Il n’y a pas d’ombre dans le désert a été écrit par Valeria Bruni Tedeschi et Yossi Aviram. L’une joue, l’autre est à la mise en scène, dans un film confus, où les réalités se confondent à travers le filtre de mémoires défaillantes ou de romans qui jouent avec la vraisemblance. La partie du procès est franchement très réussie, quand les témoins doutent, se mettent en colère, ou même renoncent à revenir sur le passé. Le récit se fragilise quand la mémoire se met à l’épreuve d’une histoire d’amour avortée qu’Anna feint d’ignorer et que son amoureux éconduit tente de faire resurgir. S’ensuit alors un pseudo-enlèvement qui conduit l’écrivaine et son amant d’une nuit dans le désert profond où il est question de squelettes abandonnés, de dépressions et de manuscrits.
- Copyright Les Films du Losange
Il n’y a pas d’ombre dans le désert est un film bancal, plus ennuyeux que convaincant. Évidemment, Valeria Bruni Tedeschi est admirable dans le rôle d’une femme complexe qui cherche à se reconstruire malgré le souvenir ténébreux de la Shoah qui a bouleversé ses parents et sa famille. Il y a presque une forme de provocation à mettre sur le même plan la mémoire historique et celle du roman. On imagine aisément la confusion des images qui émergent chez des victimes rescapées des camps de la mort, là où on adhère moins à celles d’un homme amoureux qui n’a pas su avouer son désir de mariage pour l’écrivaine. Les images du désert sont très belles, très denses, mais ne suffisent pas à faire éclore la moindre empathie à l’égard de ces deux êtres perdus dans les dunes sableuses d’Israël.
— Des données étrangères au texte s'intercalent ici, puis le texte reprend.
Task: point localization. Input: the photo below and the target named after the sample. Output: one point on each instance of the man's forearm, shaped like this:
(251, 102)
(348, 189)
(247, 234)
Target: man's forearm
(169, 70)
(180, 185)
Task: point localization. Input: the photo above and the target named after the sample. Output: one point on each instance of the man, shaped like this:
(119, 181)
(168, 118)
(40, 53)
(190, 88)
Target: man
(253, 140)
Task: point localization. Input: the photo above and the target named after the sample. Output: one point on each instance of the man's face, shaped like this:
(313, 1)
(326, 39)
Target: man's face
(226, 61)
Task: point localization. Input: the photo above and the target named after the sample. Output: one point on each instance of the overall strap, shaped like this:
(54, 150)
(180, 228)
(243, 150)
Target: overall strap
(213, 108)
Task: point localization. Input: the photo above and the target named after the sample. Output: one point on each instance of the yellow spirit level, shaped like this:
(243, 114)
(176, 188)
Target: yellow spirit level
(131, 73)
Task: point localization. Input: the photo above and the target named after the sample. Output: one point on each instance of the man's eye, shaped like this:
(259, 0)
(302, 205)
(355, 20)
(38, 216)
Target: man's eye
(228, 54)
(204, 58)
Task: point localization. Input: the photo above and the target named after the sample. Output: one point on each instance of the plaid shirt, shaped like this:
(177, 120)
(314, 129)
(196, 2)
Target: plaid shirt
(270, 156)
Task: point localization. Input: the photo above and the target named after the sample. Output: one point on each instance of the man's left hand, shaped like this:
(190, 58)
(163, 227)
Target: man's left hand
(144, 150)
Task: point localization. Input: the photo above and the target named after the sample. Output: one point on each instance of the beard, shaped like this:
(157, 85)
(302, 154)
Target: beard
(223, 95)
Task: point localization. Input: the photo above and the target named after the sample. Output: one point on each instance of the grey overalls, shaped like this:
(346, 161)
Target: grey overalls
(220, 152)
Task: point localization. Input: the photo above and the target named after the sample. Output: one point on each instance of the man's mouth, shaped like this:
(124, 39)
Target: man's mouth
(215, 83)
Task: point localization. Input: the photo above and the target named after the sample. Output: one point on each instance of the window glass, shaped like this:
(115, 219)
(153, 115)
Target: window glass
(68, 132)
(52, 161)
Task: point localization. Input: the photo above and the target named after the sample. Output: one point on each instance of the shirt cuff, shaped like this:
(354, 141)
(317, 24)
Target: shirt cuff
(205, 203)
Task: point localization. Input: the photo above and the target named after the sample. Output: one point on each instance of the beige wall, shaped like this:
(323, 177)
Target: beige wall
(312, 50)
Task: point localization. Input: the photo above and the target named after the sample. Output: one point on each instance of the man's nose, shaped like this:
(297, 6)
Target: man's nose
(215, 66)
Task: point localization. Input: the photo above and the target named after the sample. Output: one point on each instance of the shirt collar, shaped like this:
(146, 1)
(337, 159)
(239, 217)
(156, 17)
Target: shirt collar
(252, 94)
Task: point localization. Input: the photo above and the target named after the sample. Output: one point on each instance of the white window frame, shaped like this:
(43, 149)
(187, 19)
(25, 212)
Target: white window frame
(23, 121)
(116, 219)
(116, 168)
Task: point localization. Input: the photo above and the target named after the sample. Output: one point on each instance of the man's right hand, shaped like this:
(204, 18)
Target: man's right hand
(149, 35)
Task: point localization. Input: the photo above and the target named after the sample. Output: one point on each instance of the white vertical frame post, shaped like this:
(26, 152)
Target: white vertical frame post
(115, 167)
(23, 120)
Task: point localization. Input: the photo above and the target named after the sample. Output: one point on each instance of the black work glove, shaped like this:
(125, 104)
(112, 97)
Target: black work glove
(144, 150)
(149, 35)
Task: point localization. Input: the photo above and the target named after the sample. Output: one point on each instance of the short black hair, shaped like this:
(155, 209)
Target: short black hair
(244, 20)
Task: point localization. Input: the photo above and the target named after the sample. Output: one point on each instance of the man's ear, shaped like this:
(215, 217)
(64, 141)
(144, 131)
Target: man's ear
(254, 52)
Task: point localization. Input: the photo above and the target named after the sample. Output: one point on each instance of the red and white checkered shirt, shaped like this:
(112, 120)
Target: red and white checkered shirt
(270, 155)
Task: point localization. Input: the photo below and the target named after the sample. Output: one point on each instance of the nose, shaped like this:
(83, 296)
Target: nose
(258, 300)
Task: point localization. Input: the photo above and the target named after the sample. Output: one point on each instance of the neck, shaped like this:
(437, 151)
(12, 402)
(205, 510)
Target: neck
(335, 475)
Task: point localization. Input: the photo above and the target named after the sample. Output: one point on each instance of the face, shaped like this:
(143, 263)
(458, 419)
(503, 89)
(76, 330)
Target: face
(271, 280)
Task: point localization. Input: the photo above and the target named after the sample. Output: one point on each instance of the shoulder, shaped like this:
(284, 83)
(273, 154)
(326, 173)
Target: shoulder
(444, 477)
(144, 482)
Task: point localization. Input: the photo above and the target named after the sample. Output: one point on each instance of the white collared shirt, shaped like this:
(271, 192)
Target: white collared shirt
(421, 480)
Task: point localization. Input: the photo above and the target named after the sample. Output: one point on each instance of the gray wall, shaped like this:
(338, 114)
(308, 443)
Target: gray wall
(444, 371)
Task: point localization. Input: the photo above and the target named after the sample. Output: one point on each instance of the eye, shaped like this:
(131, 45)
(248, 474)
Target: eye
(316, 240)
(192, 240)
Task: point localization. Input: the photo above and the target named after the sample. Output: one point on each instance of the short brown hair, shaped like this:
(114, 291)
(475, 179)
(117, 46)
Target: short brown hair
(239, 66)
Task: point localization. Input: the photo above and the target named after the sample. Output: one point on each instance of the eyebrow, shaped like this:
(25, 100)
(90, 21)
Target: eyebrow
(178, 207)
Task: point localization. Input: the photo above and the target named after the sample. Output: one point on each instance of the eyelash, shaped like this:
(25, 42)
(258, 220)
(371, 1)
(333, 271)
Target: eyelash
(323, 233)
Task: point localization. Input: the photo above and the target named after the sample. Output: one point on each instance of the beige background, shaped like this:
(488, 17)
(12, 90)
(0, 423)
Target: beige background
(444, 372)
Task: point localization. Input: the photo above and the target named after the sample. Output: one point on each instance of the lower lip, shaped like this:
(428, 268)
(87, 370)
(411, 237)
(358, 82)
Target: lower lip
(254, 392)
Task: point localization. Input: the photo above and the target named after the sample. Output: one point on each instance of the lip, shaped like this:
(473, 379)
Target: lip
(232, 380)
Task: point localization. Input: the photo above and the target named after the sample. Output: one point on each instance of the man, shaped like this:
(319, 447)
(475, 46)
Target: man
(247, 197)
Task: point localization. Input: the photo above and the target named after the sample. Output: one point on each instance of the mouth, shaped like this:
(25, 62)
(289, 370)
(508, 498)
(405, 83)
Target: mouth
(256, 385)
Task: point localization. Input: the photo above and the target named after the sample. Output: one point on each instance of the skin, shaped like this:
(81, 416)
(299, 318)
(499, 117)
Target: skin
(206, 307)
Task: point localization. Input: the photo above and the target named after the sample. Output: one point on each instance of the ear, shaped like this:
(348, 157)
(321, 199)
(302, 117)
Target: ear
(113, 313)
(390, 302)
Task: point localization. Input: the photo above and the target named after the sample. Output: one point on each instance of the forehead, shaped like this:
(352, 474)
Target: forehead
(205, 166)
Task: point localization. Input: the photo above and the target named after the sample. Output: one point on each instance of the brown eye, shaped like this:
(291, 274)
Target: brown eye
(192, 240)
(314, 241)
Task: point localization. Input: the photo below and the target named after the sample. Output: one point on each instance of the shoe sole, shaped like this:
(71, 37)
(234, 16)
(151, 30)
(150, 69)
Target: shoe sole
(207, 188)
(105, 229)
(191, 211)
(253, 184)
Tout est long, poussif, complaisant, surtout quand la protagoniste s’abandonne au syndrome de Stockholm vis-à-vis de celui qui la retient dans le désert et lui assure d’avoir été son amant. Pire, le drame de la grande Histoire du peuple juif s’évapore dans un quiproquo digne d’un mauvais film policier. Nous serons donc restés à côté d(’Il n’y a pas d’ombre dans le désert en dépit des promesses d’une fiction aux interstices de la mémoire de l’Histoire et des divagations romanesques.